The Jupiter study also increases the evidence that inflammation is an independent marker of increased risk of heart attacks and strokes. Doctors have long known that people with high cholesterol levels have more heart attacks than those who don't. But they were puzzled by evidence that most people who have heart attacks "were not those considered to be at high risk," Merz says. That seemed to signal to researchers that they were missing something. The simple blood test used in the Jupiter study—the C-reactive protein (HSCRP) test—measures a substance called C-reactive protein, which detects levels of inflammation. "It's equally nice that this is not an expensive tool (it costs about $20), compared to CT scans or stress tests," says Merz. "This is a simple, nonfasting blood test."

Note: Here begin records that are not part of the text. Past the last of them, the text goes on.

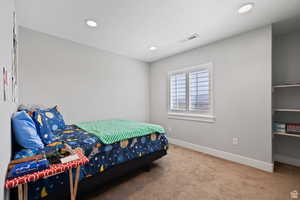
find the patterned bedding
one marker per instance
(102, 156)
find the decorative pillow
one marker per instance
(47, 122)
(25, 131)
(26, 153)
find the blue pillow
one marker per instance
(25, 131)
(47, 122)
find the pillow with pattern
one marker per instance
(47, 122)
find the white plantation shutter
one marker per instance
(178, 97)
(199, 90)
(191, 93)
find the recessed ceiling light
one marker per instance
(246, 8)
(152, 48)
(91, 23)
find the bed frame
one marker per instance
(92, 184)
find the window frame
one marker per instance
(188, 114)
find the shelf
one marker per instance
(286, 110)
(286, 134)
(287, 85)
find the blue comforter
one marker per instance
(101, 156)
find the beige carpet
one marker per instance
(188, 175)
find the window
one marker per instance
(191, 94)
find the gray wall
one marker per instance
(6, 108)
(286, 68)
(87, 83)
(242, 84)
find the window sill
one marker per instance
(192, 117)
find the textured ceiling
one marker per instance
(130, 27)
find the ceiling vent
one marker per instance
(191, 37)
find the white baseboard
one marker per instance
(287, 159)
(265, 166)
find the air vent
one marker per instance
(191, 37)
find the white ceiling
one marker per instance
(130, 27)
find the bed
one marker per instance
(107, 161)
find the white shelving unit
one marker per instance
(293, 110)
(286, 134)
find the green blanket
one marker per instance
(111, 131)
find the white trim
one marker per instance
(192, 117)
(187, 70)
(265, 166)
(287, 159)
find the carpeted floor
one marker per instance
(188, 175)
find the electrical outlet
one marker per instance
(235, 141)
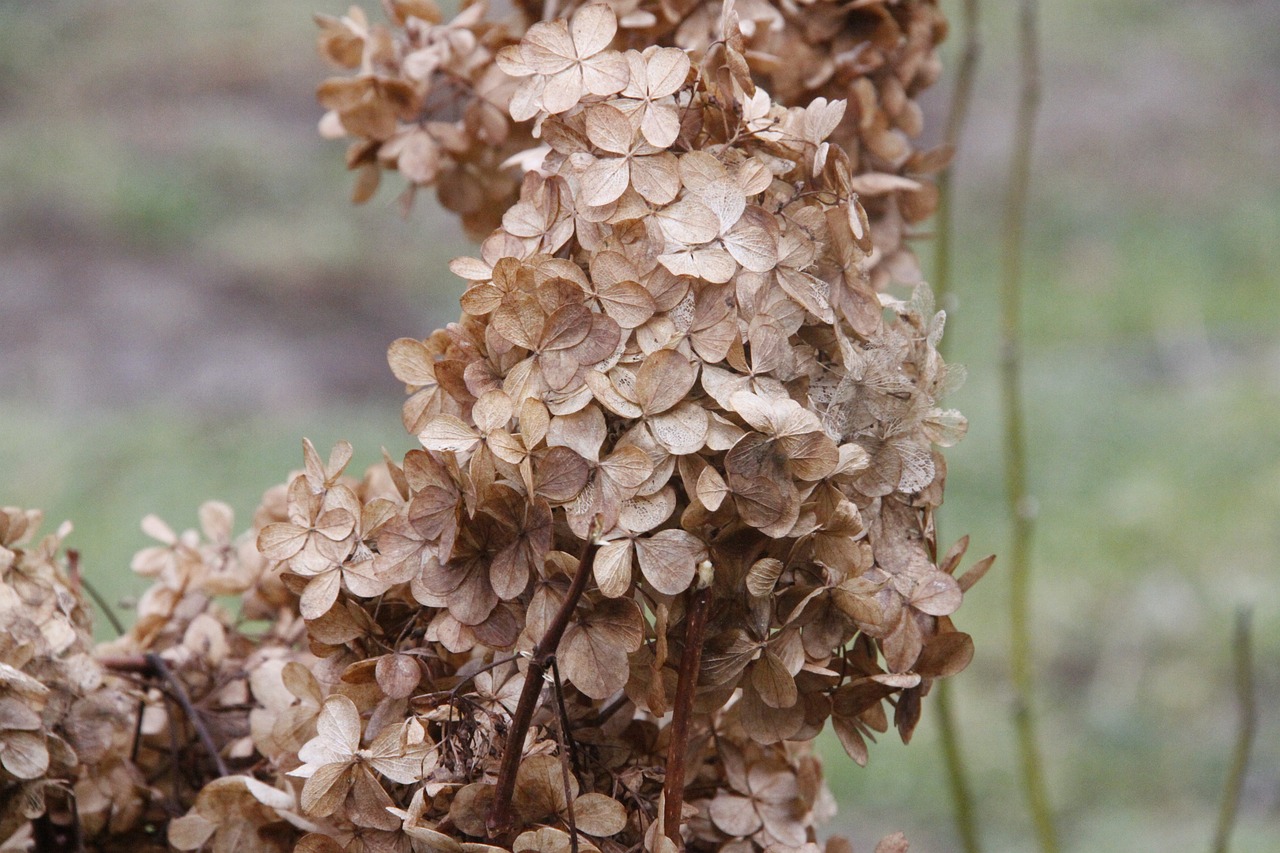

What action should women take as a result of these new findings? "I think all women over 60 (this is the age when women's heart-disease risk pulls even with men's, and the age of the women enrolled in the Jupiter study) who are not already on statins should call their doctor and ask what's the most productive way of using this new study," says Goldberg. Many patients with no heart disease and low cholesterol levels who were not candidates for HSCRP under the old guidelines, may find their doctors are recommending it now, she says.
As result, says Goldberg, "I expect that this will now be part of a complete risk analysis, even for healthy women over 60 who are coming in to have their heart-disease risk evaluated," says Goldberg. If their HSCRP test indicates inflammation, their doctor may well suggest they start statins. While the Jupiter study used only the statin Crestor, and its manufacturer, AstraZeneca, helped fund it, researchers said the company was not involved in the analysis of the results. While it has not been proven that other statins would work as well as Crestor, which is particularly potent, most doctors assume that all statins would produce similar, if possibly more modest, results. "This preventative treatment is relatively efficient and economical, since a majority of the statins are available as generics," Merz says. "You can go to Costco and for five bucks, you can save your life."